C’est là qu’ils vécurent, tous deux, pendant des années. L’hérétique se prodiguait en gentillesses. Il l’aimait profondément. De son côté, Clairette se montrait reconnaissante. Son affection pour cet être à demi-sauvage grandissait de jour en jour. Elle s’accommoda vite de cette nouvelle existence. C’est ce qu’il y avait de mieux car en l’absence de l’hérétique, ses tentatives d’évasion auraient été vaines. Le passage le plus étroit de la grotte était soigneusement fermé au moyen d’une grosse dalle que seul un homme fort pouvait déplacer.
Heureusement rien ne manquait dans la grotte. Les provisions venant de la chasse étaient plus que suffisantes. Bientôt un premier enfant naquit, puis un second : deux garçons superbes que la vie au grand air, en pleine nature rendait riches de force et de santé. A la nuit tombée, la famille se promenait dans les bois et les taillis. Mais, peu à peu, les difficultés de la vie se multiplièrent à mesure que les enfants grandissaient.

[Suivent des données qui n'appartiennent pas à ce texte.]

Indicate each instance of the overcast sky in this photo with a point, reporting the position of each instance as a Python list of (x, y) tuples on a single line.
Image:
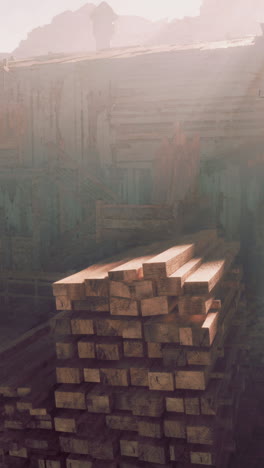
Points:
[(18, 17)]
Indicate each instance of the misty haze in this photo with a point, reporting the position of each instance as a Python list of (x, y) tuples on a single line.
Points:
[(132, 234)]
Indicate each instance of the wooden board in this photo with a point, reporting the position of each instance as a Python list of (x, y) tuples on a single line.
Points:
[(166, 263)]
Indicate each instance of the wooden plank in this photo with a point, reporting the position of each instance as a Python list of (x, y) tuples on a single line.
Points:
[(100, 400), (82, 324), (150, 427), (192, 378), (92, 304), (201, 432), (122, 420), (173, 284), (78, 461), (154, 350), (69, 372), (161, 380), (66, 347), (197, 305), (109, 349), (153, 450), (63, 303), (86, 347), (134, 348), (175, 427), (132, 269), (129, 328), (175, 402), (72, 396), (129, 445), (137, 290), (124, 307), (210, 272), (158, 306), (166, 263), (174, 356), (148, 404), (194, 330), (68, 421)]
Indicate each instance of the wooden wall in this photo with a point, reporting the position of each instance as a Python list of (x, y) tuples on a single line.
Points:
[(74, 131)]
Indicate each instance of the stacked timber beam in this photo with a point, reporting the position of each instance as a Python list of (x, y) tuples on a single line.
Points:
[(147, 361)]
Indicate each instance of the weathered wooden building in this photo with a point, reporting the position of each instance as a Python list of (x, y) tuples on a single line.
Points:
[(75, 130)]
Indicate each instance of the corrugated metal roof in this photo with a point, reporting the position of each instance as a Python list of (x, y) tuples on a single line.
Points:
[(129, 52)]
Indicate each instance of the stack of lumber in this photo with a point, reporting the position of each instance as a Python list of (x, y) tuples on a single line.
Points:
[(148, 361)]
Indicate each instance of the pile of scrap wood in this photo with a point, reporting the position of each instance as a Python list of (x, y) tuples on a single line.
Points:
[(148, 364)]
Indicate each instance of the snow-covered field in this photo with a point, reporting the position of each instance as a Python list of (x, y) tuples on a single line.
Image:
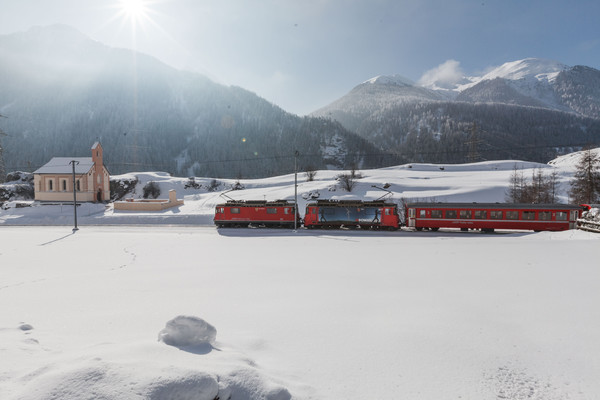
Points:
[(303, 315)]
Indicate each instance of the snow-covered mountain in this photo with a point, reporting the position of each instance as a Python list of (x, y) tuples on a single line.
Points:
[(62, 91)]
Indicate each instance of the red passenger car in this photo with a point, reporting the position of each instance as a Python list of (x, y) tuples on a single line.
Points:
[(351, 214), (490, 216), (279, 214)]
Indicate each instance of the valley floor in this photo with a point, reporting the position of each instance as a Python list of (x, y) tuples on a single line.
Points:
[(314, 315)]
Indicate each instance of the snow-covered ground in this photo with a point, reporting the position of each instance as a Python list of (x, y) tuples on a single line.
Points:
[(331, 315), (172, 311), (481, 182)]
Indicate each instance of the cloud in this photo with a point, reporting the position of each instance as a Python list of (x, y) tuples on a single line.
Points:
[(445, 75)]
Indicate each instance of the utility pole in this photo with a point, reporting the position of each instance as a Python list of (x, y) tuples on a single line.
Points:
[(296, 154), (75, 228), (2, 166)]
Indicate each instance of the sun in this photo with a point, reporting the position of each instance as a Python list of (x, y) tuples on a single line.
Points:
[(135, 10)]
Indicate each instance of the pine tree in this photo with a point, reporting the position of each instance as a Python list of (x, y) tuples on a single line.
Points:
[(585, 187)]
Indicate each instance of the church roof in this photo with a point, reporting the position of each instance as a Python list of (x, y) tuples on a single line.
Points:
[(62, 165)]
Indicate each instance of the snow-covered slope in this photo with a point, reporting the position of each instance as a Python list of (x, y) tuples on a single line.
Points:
[(478, 182), (168, 312)]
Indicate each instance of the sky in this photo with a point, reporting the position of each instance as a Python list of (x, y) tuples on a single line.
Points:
[(302, 55)]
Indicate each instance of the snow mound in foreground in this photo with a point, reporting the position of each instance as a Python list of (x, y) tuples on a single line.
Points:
[(97, 379), (186, 331)]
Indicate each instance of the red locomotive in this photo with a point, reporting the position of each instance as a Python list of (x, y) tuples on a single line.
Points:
[(352, 214), (277, 214), (490, 216)]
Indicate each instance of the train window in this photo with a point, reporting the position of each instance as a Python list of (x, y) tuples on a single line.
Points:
[(561, 216), (480, 214), (465, 214), (512, 215), (529, 215), (450, 214), (495, 214)]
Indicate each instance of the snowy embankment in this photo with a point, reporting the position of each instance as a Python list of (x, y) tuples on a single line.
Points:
[(479, 182), (196, 313)]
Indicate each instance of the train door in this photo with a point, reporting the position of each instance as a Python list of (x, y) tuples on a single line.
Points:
[(410, 218), (574, 215)]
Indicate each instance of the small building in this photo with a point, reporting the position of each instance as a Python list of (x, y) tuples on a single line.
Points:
[(54, 180), (149, 204)]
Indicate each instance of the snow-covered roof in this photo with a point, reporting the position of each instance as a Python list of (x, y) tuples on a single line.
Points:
[(62, 165)]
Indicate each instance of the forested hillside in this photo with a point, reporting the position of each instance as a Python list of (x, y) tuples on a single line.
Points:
[(60, 92), (529, 109)]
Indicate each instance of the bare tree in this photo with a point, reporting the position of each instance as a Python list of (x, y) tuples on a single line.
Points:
[(541, 189), (585, 186)]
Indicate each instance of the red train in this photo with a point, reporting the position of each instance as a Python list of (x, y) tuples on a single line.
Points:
[(379, 214), (277, 214), (490, 216), (352, 214)]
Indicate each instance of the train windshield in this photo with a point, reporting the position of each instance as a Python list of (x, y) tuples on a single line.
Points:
[(354, 214)]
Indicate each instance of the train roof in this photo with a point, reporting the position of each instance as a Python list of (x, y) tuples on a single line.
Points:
[(351, 203), (256, 203), (517, 206)]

A la veille de l’hiver 1255, l’hérétique s’était aventuré à voler des haricots et des châtaignes. Les propriétaires lui tendirent une embuscade. Il ne fut pas pris, car il veillait ; mais, dans sa fuite, il fut pressé si vivement qu’au lieu de se cacher dans sa grotte, il sa dirigea vers les ruines du château de Miramont. Il jugeait l’endroit inaccessible pour tout autre que lui. Il se trompait lourdement.
Parmi les vestiges du château, une lutte terribles s’engagea. Les deux adversaires, de force égale, tombèrent enlacés dans un précipice de cent mètres de hauteur. On retrouva les deux corps, affreusement mutilés, se tenant par les mains en guise de pardon, sans doute, et portant sur leurs figures apaisées, l’expression de bien-être indéfinissable que la mort semble laisser après elle.
Le malheur ne devait hélas pas avoir raison de l’intolérance qui régnait à cette époque. Le cadavre de l’hérétique fut honteusement abandonné à l’endroit même où il était tombé, pour qu’il devînt la pâture des bêtes sauvages.
Attendant anxieusement le retour du père de ses enfants, Clairette avait passé la nuit dans les craintes les plus cruelles. A l’aube, elle parvint après des efforts inouïs à déplacer la dalle qui lui barrait le passage. Après une longue recherche, la pauvre enfant découvrit le corps de son tendre ami. Elle se fit un devoir de lui préparer une sépulture décente. Elle le coucha sur un lit de feuilles sèches qu’elle prit soin de recouvrir d’une voûte de pierres calcaires adroitement disposées et formant par leur ensemble, une sorte de chambre mortuaire. Une croix de bois surmontait cette tombe improvisée. Dans cet antre, les restes de l’hérétique allaient pouvoir dormir en paix et seraient à l’abri des profanations de toutes sortes.
Lorsque les provisions amassées touchèrent à leur fin, Clairette rentra avec ses deux enfants dans sa famille à Séourre. Elle fut reçue par ses parents avec la plus vive affection. On criait au miracle. Elle conta son aventure que chacun voulait connaître. Et personne ne voulait croire que l’hérétique l’eut entourée de tendresse. A cette époque, le fanatisme troublait la raison. Aucune qualité de coeur et d’esprit ne pouvait être attribuée aux hérétiques.
Les deux enfants furent baptisés. Clairette dut subir l’action purificatrice de certains rites liturgiques pour avoir cohabité avec un hérétique.
Clairette avait conservé le culte du souvenir. Chaque dimanche, elle prenait ses enfants pour se diriger vers le lieu du drame. En route, dans les champs, dans les prés et les bois, ils cueillaient, avec une grande émotion, des fleurs et allaient les déposer, pieusement, sur la tombe du martyr.